In this article, Deepshikha Sarkar discusses Replying to Patent First Examination Report (Patent).
How to get your Patent Application Examined?
It is a common notion that a patent application is queued for examination after it is filed at the Indian Patent Office (IPO). Like in the case of Trademarks in, a period of six months to one year from the date of filing the Application is analyzed and if required an Examination Report is generated without any action from the Applicant, but that is not the case in Patents.
Patents have a deferred examination system in India. Filing a patent application does not essentially mean that an Applicant for the patent is requesting the IPO to examine his patent application. The Applicant can refrain from filing a request for examining his application up to 48 months from the date of priority (priority date here is the date of first filing of the invention), of the Indian patent application. Hence Indian Patent Act, 1970 makes it mandatory to file a request for examination.
It is to be noted that a request for examination may be filed by the applicant of the application or by any other interested person in such application providing proper evidence of interest in the particular application to the Patent Office.
After the request for examination, if the report is adverse to the grant of Patent then a communication is made to the Applicant. The Applicant then has to take steps so as to bring his invention into compliance with the Patent Act, 1970 within one year from the date on which the objection is forwarded to him. If the Applicant fails to do so, it will be deemed by the Patent Office that the Application has been abandoned.
How is the examination report prepared?
Examination Report writing methodology is as per GUIDELINES FOR SEARCH AND EXAMINATION OF PATENT APPLICATIONS, 2015 issued by OFFICE OF THE CONTROLLER GENERAL OF PATENTS, DESIGNS AND TRADEMARKS.
Report of examiner
The examiner prepares a report of examination after conducting the examination in electronic module and sends it to the controller. After due for consideration of the report of the examiner by the controller as per the provisions of section 14 of the Act, the examination report along with its covering letter is generated through the module and subsequently sent to the address of service as mentioned on Form-1 in Patents Act 1970.
Approval/Decision of Controller: On approval of the controller, the first examination report (FER) is sent to the address of service of the applicant and intimation to this effect is sent through e-mail.
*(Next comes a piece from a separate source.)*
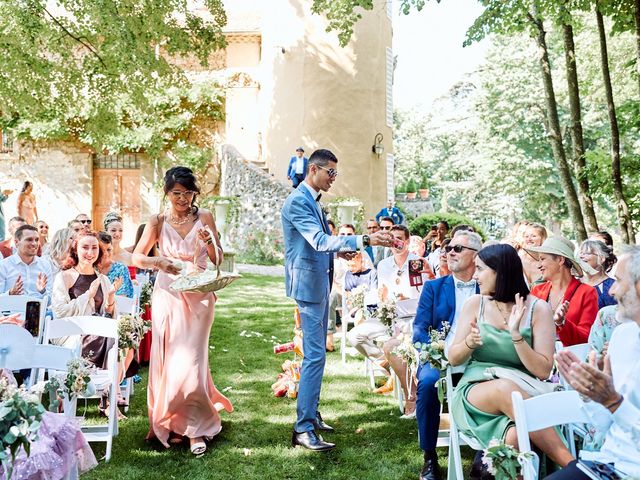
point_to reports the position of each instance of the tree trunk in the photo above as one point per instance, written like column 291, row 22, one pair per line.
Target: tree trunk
column 622, row 208
column 577, row 139
column 555, row 135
What are the factors that the Controller considers in the Examination Report?
The Controller considers the report of the examiner ordinarily within one month from the date of the receipt of such report and a gist of objections, if any, is sent to the applicant in the form of a report – First Examination Report (FER) – along with the application and specification, if required.
The FER is sent to the applicant, even when the request for examination has been filed by an interested third party. An intimation regarding the issue of FER is given to such person interested too.
What Are Some Common Objections?
First Examination Report may contain objections relating to:
- The invention lacks novelty, inventive step and/or industrial applicability.
- The subject matter of the invention is relating to a category, which is “Not an invention” as per Section 3 or Section 4 Patents Act, 1970.
- The claims are not written correctly and do not describe the elements of the invention.
- The claims are inconsistent with what is described in the specification.
- The claims are written poorly and are unclear.
- The claims describe more than one invention.
- There is Non-fulfillment of any other requirement under the Act.
Why Is The Examination Report Reply Important?
An application may be very well drafted but if the arguments to the office action are weak it could ruin a potential innovation’s protective rights. Our practitioners are technically strong and trained to craft technical arguments based on the laws guided by patent laws around the globe.
Types Of Replies
A template is followed to begin drafting a response that keeps things accurate, fast and efficiently punctual. Things that need to be considered and focused on during an Examination Report Reply drafting can become very technical or just plain simple legal procedure compliance issue.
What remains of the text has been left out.